Cite as: http://hdl.handle.net/21.11116/0000-0005-6ADC-D
Abstract
Abstract Pupation site choice of Drosophila third-instar larvae is critical for the survival of individuals, as pupae are exposed to various biotic and abiotic dangers while immobilized during the 3-4 days of metamorphosis. This singular behavioural choice is sensitive to both environmental and genetic factors. Here we developed a high-throughput phenotyping approach to assay the variation in pupation height in Drosophila melanogaster, while controlling for possibly confounding factors. We find substantial variation of mean pupation height among sampled natural stocks and we show that the Drosophila Genetic Reference Panel (DGRP) reflects this variation. Using the DGRP stocks for genome wide association (GWA) mapping, 16 loci involved in determining pupation height could be resolved. The candidate genes in these loci are enriched for high expression in the larval central nervous system.

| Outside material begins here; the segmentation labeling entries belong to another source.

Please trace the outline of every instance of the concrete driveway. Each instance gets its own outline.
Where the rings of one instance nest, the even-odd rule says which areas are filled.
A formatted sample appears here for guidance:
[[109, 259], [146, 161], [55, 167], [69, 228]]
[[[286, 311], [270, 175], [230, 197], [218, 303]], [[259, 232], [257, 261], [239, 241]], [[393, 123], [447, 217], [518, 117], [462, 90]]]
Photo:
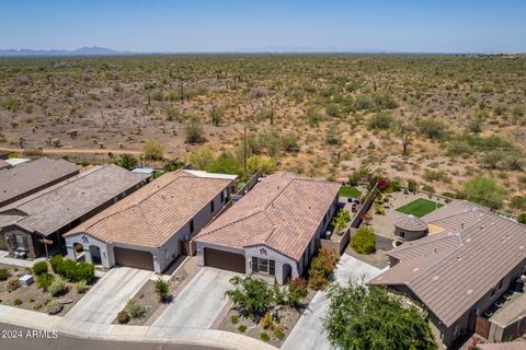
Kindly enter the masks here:
[[110, 325], [152, 275], [153, 271], [115, 267], [104, 275], [65, 317]]
[[[347, 284], [350, 279], [367, 282], [381, 270], [365, 264], [351, 255], [340, 258], [334, 277], [336, 282]], [[318, 350], [330, 349], [329, 340], [323, 331], [322, 318], [329, 310], [329, 299], [323, 291], [318, 292], [309, 304], [307, 312], [299, 318], [290, 335], [282, 346], [283, 350]]]
[[239, 273], [204, 267], [152, 326], [209, 328], [227, 304], [229, 280]]

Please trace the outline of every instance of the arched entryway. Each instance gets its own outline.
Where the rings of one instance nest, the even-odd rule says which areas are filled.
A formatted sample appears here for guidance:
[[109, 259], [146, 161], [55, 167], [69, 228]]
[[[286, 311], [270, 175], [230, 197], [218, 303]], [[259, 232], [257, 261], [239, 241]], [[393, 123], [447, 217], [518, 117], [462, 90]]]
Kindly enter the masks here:
[[290, 264], [283, 264], [283, 284], [290, 281], [293, 277], [293, 267]]
[[96, 245], [90, 245], [91, 264], [102, 265], [101, 248]]

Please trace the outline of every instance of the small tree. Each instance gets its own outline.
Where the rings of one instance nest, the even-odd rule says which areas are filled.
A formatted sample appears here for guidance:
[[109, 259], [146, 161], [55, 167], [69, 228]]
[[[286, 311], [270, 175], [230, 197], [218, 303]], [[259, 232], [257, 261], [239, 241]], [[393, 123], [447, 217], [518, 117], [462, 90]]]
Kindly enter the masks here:
[[203, 125], [197, 117], [192, 117], [184, 127], [184, 142], [203, 143], [206, 141]]
[[142, 154], [145, 159], [152, 161], [161, 161], [163, 158], [164, 149], [159, 141], [148, 140], [142, 145]]
[[373, 254], [376, 252], [376, 235], [373, 228], [359, 228], [351, 238], [351, 245], [358, 254]]
[[323, 327], [336, 349], [437, 349], [421, 312], [404, 307], [384, 288], [351, 281], [332, 288], [329, 299]]
[[265, 281], [251, 276], [236, 276], [230, 279], [233, 289], [225, 292], [245, 317], [259, 319], [271, 307], [273, 291], [266, 287]]
[[506, 189], [499, 186], [494, 178], [480, 175], [464, 185], [464, 192], [468, 200], [491, 209], [501, 209]]
[[159, 277], [153, 284], [153, 290], [156, 291], [157, 296], [159, 296], [159, 301], [163, 302], [168, 298], [168, 292], [170, 291], [170, 283]]

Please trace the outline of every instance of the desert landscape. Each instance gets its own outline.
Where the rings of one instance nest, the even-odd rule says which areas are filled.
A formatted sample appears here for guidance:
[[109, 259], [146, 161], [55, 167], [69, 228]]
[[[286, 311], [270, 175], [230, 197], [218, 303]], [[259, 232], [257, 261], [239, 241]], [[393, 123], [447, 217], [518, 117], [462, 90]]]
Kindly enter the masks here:
[[156, 143], [158, 161], [186, 161], [209, 148], [240, 173], [258, 155], [449, 196], [488, 175], [505, 189], [499, 209], [526, 209], [524, 55], [3, 58], [0, 91], [0, 148], [20, 156], [102, 162]]

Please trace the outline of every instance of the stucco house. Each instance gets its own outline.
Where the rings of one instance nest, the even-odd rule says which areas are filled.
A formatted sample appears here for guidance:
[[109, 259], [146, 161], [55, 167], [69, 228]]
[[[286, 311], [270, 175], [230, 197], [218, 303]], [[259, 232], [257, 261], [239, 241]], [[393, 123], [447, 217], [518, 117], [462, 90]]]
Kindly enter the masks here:
[[164, 271], [227, 203], [236, 175], [167, 173], [69, 231], [68, 256], [111, 268]]
[[[526, 271], [526, 225], [468, 201], [453, 201], [422, 220], [428, 235], [389, 252], [390, 268], [369, 284], [416, 301], [445, 347], [464, 331], [489, 337], [485, 312], [505, 307], [503, 295], [514, 294], [510, 290]], [[518, 299], [524, 314], [526, 299]]]
[[290, 173], [264, 177], [195, 237], [198, 264], [279, 284], [301, 276], [336, 210], [339, 189]]
[[43, 240], [49, 248], [61, 248], [64, 233], [146, 180], [116, 165], [95, 166], [1, 208], [0, 234], [11, 255], [36, 258], [45, 253]]

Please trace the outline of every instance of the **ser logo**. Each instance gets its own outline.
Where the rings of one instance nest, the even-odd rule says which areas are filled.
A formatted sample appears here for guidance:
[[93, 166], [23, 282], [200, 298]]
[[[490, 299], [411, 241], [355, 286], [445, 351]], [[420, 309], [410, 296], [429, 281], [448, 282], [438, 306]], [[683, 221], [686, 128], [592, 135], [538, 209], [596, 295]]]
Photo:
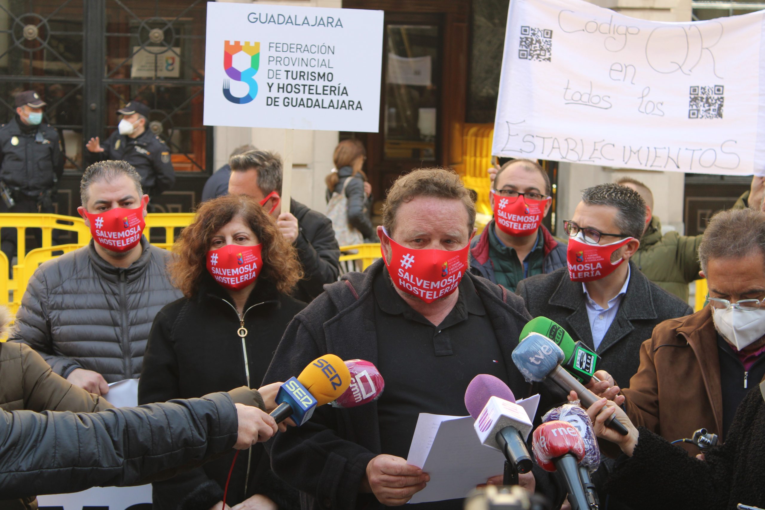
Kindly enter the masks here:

A genetic network could be constructed from the candidate loci, which places scribble (scrib) at the centre, plus other genes known to be involved in nervous system development, such as Epidermal growth factor receptor (Egfr) and p53. Using gene disruption lines, we could functionally validate several of the initially identified loci, as well as additional loci predicted from network analysis. Our study shows that the combination of high throughput phenotyping with a genetic analysis of variation captured from the wild can be used to approach the genetic dissection of an environmentally relevant behavioural phenotype.